A shipment of chemicals from Syria’s stockpile arrived in the United Kingdom on Tuesday to be destroyed at a specialist waste facility.
A Ministry of Defence statement said that the chemicals were delivered on a Danish ship to Marchwood Port in the south of England.
Under the terms of an agreement brokered by the United States and Russia, the U.K has accepted 50 tons of hydrogen chloride and hydrogen fluoride from Syria, along with 150 tons of “B” precursors which only become toxic when mixed with “A” category chemicals to make a nerve agent.
A government spokesperson said in the statement that the plans for their destruction in the U.K. result from the united efforts of the international community – “first to force [Syrian President Bashar] Assad to give up his chemical stockpile, then, despite constant obstruction and delay from [Syrian capital] Damascus, to remove that stockpile from Syria for destruction overseas.”
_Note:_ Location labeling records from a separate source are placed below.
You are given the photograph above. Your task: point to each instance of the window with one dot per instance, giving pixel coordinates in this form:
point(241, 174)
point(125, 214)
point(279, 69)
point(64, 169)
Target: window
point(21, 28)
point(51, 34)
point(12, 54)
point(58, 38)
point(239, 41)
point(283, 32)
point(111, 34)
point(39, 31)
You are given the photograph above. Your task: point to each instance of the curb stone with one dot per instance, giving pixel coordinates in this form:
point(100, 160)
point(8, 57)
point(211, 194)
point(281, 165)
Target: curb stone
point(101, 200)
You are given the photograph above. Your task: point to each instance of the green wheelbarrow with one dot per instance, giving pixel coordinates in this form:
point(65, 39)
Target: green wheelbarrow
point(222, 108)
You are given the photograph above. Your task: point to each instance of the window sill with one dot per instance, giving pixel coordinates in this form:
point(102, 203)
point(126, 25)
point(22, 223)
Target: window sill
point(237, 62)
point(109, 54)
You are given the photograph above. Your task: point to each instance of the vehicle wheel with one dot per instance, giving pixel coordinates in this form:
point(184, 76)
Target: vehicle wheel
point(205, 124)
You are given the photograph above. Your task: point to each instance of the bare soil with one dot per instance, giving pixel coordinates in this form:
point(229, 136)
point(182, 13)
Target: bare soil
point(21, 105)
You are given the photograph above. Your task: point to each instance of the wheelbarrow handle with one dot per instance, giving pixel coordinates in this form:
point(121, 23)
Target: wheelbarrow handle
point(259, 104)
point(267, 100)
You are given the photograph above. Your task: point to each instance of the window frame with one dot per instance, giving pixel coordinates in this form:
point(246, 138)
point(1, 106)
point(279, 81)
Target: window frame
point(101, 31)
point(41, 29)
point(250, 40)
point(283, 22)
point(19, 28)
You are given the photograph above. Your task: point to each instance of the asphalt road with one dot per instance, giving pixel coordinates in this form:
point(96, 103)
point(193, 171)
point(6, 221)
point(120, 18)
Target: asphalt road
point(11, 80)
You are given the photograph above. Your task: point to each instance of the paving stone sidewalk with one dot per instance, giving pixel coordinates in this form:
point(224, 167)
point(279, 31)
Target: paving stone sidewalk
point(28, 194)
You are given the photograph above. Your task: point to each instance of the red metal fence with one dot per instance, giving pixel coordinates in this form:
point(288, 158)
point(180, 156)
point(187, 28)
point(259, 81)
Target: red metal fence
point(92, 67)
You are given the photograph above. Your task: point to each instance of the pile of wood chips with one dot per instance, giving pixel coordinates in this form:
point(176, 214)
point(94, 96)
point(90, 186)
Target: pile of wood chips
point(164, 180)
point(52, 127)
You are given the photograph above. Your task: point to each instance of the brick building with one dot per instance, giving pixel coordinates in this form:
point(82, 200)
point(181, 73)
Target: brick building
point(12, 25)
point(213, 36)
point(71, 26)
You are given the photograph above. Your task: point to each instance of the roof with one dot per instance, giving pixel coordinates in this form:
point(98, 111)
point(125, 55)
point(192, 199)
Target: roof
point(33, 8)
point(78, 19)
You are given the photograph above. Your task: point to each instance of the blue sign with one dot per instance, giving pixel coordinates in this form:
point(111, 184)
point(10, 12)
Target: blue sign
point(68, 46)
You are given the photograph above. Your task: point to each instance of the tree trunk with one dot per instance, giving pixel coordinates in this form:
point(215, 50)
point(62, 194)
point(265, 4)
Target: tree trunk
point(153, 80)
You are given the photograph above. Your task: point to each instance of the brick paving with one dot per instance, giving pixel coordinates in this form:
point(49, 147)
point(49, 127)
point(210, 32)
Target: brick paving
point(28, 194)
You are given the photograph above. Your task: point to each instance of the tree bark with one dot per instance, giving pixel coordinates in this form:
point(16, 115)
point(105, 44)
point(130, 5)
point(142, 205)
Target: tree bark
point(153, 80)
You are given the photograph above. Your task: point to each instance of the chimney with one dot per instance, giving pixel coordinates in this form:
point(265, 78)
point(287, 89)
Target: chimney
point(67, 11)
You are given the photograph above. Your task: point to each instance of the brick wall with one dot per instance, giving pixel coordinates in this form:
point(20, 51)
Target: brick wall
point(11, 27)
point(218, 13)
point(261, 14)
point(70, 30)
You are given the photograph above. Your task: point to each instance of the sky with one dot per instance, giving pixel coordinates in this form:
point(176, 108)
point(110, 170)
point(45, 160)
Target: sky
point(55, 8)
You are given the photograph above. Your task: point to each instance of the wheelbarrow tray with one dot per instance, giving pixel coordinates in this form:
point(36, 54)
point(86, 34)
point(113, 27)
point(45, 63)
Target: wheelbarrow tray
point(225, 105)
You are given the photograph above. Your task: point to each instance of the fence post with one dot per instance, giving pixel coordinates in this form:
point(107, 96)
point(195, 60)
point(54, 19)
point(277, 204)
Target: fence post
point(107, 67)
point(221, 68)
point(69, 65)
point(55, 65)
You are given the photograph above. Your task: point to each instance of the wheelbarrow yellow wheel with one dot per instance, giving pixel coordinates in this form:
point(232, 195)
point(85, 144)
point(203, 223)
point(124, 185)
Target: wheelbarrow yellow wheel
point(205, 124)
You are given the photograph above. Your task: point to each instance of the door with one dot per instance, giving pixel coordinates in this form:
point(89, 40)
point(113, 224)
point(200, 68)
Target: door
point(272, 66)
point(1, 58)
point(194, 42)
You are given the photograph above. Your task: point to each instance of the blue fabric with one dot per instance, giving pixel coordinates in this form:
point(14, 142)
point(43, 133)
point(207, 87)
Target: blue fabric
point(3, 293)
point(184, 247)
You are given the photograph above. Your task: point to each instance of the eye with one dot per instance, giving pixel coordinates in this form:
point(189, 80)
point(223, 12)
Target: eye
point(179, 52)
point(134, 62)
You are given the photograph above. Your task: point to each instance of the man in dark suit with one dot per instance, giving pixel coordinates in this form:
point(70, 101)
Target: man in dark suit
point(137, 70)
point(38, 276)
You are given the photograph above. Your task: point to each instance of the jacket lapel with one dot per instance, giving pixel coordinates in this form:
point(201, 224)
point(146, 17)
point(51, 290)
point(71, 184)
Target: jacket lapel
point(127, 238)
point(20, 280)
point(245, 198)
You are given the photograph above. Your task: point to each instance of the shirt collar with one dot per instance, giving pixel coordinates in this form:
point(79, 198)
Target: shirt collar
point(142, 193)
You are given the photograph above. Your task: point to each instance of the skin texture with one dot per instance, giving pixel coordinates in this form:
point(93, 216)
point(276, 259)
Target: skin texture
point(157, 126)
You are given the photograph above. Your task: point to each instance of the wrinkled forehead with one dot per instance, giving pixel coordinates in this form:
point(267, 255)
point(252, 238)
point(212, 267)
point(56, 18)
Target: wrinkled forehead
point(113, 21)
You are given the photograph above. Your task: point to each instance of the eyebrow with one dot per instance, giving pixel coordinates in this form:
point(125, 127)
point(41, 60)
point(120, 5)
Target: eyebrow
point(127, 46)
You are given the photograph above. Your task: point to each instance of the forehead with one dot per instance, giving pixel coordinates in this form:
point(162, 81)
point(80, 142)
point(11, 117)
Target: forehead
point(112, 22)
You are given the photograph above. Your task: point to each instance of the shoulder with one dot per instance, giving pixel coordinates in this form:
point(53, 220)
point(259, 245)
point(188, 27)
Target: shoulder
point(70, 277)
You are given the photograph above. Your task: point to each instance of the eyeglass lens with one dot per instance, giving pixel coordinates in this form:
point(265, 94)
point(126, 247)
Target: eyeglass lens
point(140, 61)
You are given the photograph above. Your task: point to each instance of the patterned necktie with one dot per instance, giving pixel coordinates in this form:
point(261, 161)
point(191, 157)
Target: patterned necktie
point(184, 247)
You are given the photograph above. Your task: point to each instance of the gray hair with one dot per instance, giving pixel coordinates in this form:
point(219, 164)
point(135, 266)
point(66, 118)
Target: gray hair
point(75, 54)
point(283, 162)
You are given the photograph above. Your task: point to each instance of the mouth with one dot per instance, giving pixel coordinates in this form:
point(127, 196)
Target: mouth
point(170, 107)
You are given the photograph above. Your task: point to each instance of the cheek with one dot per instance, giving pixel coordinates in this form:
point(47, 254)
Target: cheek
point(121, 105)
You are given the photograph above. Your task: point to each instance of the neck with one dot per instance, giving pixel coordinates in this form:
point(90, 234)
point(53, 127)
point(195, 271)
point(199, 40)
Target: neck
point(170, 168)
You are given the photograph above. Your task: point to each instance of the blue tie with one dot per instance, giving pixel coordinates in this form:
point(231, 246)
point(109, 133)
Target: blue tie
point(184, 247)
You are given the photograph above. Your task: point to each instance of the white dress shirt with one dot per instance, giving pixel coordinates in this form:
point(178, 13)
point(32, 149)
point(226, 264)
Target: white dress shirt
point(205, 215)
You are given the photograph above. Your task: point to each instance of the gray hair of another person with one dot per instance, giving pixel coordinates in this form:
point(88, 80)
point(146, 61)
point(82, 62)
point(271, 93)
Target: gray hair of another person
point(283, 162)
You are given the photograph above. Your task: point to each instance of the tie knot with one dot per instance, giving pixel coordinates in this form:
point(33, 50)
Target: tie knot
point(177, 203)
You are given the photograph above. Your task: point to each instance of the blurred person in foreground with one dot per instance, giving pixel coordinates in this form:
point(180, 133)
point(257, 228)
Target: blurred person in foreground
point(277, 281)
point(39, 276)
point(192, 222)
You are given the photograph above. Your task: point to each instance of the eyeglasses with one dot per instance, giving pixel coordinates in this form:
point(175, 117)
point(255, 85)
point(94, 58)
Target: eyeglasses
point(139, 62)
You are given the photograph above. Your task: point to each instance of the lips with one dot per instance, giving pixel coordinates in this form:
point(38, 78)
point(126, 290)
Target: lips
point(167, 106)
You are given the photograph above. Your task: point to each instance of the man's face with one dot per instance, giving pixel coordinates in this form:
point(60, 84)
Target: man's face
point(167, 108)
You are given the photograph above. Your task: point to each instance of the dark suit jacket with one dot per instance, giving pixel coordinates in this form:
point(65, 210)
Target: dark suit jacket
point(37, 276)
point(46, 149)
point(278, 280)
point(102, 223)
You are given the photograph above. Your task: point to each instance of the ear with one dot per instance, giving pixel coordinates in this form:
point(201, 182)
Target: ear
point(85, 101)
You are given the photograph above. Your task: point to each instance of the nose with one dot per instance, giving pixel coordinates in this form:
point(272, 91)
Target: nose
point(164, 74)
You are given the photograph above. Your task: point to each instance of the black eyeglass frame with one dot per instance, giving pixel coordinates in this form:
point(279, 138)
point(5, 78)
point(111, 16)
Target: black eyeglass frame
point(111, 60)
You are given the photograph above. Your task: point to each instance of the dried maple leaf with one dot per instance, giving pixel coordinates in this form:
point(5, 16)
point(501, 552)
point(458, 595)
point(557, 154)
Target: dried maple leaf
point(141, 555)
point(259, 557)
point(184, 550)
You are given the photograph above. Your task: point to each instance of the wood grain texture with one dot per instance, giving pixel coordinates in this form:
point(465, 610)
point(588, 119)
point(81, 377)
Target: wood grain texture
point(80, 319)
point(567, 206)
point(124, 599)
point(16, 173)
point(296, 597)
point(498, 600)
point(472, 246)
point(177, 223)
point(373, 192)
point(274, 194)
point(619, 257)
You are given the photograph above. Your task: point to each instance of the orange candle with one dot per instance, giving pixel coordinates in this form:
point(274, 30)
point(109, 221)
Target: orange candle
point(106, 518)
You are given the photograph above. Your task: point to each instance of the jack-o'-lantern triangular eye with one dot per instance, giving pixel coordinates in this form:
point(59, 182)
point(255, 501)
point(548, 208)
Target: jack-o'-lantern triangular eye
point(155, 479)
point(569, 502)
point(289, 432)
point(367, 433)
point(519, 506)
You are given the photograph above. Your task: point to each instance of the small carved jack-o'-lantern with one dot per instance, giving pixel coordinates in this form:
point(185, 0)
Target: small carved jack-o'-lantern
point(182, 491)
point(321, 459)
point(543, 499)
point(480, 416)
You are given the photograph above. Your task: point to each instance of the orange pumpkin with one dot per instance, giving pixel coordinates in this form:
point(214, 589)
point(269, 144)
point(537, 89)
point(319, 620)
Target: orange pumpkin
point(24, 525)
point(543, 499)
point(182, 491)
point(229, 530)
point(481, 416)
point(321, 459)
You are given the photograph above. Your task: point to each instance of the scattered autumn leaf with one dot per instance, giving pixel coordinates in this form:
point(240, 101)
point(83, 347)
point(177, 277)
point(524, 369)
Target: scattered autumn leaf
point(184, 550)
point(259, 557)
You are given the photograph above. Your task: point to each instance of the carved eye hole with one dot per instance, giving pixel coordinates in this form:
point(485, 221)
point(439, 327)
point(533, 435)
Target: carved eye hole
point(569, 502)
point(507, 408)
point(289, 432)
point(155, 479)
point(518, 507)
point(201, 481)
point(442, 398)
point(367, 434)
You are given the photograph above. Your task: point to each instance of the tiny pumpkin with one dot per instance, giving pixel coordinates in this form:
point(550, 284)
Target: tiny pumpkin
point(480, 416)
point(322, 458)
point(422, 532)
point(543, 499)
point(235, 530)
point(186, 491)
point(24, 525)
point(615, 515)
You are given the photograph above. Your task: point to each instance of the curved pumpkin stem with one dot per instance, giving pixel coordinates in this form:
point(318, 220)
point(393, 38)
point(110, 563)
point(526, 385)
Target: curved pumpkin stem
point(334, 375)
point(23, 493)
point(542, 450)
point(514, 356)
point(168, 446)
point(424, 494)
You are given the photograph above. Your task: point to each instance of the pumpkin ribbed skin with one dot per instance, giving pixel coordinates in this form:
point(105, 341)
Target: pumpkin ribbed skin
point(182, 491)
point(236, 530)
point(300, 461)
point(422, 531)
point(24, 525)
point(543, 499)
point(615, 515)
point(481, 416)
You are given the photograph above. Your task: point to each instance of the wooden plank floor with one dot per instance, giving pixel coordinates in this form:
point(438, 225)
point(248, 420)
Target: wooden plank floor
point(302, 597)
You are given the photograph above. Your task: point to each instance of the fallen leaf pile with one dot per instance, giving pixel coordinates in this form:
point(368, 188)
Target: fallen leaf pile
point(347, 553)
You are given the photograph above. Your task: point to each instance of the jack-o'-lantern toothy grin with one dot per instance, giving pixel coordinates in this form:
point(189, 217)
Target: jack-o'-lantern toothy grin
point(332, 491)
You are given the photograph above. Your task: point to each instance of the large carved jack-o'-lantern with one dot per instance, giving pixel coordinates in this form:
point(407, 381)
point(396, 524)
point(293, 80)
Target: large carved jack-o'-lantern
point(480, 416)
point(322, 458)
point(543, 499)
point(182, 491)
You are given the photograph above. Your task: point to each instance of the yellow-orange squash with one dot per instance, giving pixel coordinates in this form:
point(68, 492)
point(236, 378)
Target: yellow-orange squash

He added that the U.K. can take pride in its role in destroying a significant proportion of Assad’s stockpile.
The Organisation for the Prohibition of Chemical Weapons and the United Nations are overseeing the operation, with Denmark, Norway, Italy, Finland, Germany, the U.S. and China, playing “key roles,” according to the statement.
The deal for the destruction of the stockpile was reached by the U.S. and Russia in September of last year, after an international outcry following a chemical weapons attack on a suburb of Damascus.
Syria has been gripped by fighting since Assad’s regime launched a violent crackdown in response to anti-government protests in March 2011, triggering a conflict that has spiraled into a civil war.
At least 100,000 people were recorded as being killed in the last count in July 2013, however the U.N. has stopped updating its death toll due to difficulties in verifying casualties.